MLOps Step 2: Data Preparation
Raw data almost never goes directly into a model. It's dirty, inconsistently formatted, and missing the derived features that would actually help the model learn. Data preparation is the process of transforming raw data into clean, model-ready features — and doing it in a way that's reproducible, automated, and consistent between training and serving.
Data Cleaning
Data cleaning is about removing or fixing records that would mislead the model. The specific steps depend on your data, but these are the most common issues:
Missing Values
You have three options when a value is missing: drop the row (if missing is rare and not systematic), impute with a statistic (median for numeric, mode for categorical), or add a missingness indicator feature (when "missing" itself is a signal). The worst option is to do nothing and let the model see NaN values — most models will fail or produce garbage.

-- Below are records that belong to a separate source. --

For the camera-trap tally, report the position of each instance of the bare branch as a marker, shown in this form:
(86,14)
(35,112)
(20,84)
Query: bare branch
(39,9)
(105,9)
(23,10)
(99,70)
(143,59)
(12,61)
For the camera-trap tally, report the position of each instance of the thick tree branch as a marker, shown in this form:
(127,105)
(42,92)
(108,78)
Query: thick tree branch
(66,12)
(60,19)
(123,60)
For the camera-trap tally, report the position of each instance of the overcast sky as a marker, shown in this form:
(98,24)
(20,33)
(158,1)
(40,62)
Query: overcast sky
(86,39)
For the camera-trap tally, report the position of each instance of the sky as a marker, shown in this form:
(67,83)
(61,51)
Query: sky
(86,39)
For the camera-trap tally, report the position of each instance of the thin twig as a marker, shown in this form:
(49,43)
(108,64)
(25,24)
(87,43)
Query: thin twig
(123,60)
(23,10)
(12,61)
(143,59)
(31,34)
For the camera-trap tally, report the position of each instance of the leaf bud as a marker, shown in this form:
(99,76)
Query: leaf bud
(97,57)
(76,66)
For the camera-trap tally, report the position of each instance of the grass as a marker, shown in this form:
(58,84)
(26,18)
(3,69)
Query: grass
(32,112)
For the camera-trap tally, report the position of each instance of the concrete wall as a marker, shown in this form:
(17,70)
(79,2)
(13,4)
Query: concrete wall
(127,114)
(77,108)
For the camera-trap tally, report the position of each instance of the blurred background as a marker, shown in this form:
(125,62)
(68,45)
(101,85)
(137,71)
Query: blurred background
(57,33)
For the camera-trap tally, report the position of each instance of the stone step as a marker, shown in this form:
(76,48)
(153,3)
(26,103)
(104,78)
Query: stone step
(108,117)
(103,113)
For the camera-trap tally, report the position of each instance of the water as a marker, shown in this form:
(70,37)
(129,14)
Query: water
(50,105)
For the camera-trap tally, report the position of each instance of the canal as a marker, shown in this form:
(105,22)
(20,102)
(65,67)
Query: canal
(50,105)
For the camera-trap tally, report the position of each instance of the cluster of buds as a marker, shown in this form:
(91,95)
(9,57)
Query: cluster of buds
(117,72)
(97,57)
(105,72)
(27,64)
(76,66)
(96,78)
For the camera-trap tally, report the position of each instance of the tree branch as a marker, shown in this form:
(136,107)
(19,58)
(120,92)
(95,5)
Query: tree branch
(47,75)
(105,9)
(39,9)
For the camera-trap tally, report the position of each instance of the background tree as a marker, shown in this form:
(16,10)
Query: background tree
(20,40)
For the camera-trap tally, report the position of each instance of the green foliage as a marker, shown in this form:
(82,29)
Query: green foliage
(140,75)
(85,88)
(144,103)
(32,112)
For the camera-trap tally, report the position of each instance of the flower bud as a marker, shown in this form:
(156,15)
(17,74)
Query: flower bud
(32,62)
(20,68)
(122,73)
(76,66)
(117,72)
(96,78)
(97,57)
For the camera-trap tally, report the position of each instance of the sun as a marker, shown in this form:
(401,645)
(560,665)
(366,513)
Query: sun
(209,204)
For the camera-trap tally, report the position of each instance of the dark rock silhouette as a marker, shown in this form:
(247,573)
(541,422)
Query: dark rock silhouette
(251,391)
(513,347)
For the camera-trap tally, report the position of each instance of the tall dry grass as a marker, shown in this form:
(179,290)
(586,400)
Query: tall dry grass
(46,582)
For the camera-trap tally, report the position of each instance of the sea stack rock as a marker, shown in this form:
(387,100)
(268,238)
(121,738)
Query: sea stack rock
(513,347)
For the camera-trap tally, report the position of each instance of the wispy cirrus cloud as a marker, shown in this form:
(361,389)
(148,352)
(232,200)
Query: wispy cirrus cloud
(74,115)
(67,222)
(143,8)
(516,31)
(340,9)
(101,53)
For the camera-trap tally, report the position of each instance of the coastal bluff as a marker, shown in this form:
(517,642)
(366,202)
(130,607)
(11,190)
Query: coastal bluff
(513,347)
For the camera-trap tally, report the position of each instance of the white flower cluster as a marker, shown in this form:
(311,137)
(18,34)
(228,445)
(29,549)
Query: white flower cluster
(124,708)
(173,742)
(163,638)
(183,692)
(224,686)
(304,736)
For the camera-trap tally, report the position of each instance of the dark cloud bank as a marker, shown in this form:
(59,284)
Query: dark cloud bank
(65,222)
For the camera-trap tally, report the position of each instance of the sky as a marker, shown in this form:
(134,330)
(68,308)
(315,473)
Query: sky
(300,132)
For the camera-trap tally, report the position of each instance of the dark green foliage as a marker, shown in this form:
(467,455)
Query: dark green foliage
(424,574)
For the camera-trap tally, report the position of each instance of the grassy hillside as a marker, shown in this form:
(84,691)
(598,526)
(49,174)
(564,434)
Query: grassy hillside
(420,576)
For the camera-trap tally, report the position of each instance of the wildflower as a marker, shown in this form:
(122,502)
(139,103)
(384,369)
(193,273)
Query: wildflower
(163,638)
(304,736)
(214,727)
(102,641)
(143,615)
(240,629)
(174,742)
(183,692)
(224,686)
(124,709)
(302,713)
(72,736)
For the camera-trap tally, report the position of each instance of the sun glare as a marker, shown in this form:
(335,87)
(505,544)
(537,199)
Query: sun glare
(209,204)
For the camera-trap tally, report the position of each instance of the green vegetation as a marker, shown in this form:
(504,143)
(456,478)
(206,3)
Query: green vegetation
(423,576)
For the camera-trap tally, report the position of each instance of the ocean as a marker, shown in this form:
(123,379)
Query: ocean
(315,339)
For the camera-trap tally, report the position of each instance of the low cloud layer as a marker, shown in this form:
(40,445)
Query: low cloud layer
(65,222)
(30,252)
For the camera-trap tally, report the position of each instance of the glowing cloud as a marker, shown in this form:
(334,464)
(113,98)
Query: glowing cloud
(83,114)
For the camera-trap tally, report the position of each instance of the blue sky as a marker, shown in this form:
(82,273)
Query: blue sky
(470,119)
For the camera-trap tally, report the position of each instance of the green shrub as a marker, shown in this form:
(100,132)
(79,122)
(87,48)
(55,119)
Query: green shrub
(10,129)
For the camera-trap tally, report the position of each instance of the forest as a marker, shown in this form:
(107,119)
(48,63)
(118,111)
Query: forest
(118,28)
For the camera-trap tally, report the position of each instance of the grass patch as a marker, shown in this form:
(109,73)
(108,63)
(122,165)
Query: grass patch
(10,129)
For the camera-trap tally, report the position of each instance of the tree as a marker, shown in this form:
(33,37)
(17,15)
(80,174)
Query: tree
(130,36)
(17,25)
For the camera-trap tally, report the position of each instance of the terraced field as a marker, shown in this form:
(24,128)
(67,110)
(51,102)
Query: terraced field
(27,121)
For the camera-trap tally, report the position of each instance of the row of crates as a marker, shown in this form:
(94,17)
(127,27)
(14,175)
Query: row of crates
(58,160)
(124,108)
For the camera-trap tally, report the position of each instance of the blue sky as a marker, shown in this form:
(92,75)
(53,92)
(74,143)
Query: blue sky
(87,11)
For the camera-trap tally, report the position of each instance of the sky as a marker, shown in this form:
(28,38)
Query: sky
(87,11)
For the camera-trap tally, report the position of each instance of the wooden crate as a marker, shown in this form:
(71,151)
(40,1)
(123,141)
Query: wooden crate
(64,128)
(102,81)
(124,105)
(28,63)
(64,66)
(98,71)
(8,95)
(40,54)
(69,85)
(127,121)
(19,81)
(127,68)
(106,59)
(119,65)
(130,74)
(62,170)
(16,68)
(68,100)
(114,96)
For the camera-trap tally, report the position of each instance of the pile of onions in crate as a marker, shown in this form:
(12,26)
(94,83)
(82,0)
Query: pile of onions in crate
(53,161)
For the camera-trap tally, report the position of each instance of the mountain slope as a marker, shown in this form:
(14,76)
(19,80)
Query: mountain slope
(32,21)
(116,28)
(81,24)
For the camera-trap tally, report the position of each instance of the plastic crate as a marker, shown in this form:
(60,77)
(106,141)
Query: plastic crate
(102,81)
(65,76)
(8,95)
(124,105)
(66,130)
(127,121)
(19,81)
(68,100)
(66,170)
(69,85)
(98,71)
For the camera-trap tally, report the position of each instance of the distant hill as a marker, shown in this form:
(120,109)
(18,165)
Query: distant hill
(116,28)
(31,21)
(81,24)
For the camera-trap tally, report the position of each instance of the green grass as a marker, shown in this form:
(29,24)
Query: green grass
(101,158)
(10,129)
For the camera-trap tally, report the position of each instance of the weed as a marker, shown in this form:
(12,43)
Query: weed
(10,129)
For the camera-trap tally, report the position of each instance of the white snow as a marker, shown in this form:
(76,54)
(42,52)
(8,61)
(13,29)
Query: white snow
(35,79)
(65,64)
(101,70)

fit_transform on train only, then transform on val and test.
Feature Engineering
Feature engineering is creating new input variables from existing ones that better capture the patterns you want the model to learn. A domain expert can often double model performance through good features.
Common Feature Engineering Techniques
- Aggregations: Count of events per user in last 7 days, average order value per category
- Time-based features: Day of week, hour of day, days since last event, recency-frequency-monetary (RFM)
- Ratios: Conversion rate (purchases / sessions), click-through rate, churn risk score
- Text features: TF-IDF, word count, sentiment score, topic models
- Interaction features: Product of two features when their combination has meaning
Train/Val/Test Splits
How you split data matters enormously. Random splitting is the default but is wrong for time-series data.
Random Split (for non-temporal data)
Use sklearn.model_selection.train_test_split with stratify=y to maintain class balance across splits. Typical ratios: 70/15/15 or 80/10/10.
Temporal Split (for time-series data)
For behavioral data where you're predicting future behavior, you must split by time — never randomly. Random splitting causes data leakage because you'd be "predicting" the past with future data.
Handling Class Imbalance
Many real-world classification problems are imbalanced: 99% of users don't churn, 0.1% of transactions are fraud. A model that always predicts the majority class gets 99% accuracy but is useless.
Common strategies:
- class_weight="balanced" — Tell scikit-learn to weight the minority class more heavily. Easy win, try this first.
- SMOTE — Synthetic Minority Over-sampling Technique. Generates synthetic minority class examples.
- Threshold tuning — Instead of defaulting to 0.5, adjust the decision threshold to balance precision/recall for your use case.
- Use better metrics — Don't use accuracy for imbalanced data. Use F1, precision-recall AUC, or ROC AUC.
Feature Stores in Production
A feature store solves a nasty production problem: the features you compute in your offline training pipeline are often computed differently in your online serving code, causing subtle bugs (the "training-serving skew" problem).
Feast is the most widely used open-source feature store. It maintains a registry of feature definitions and provides both an offline store (for training) and an online store (for low-latency serving).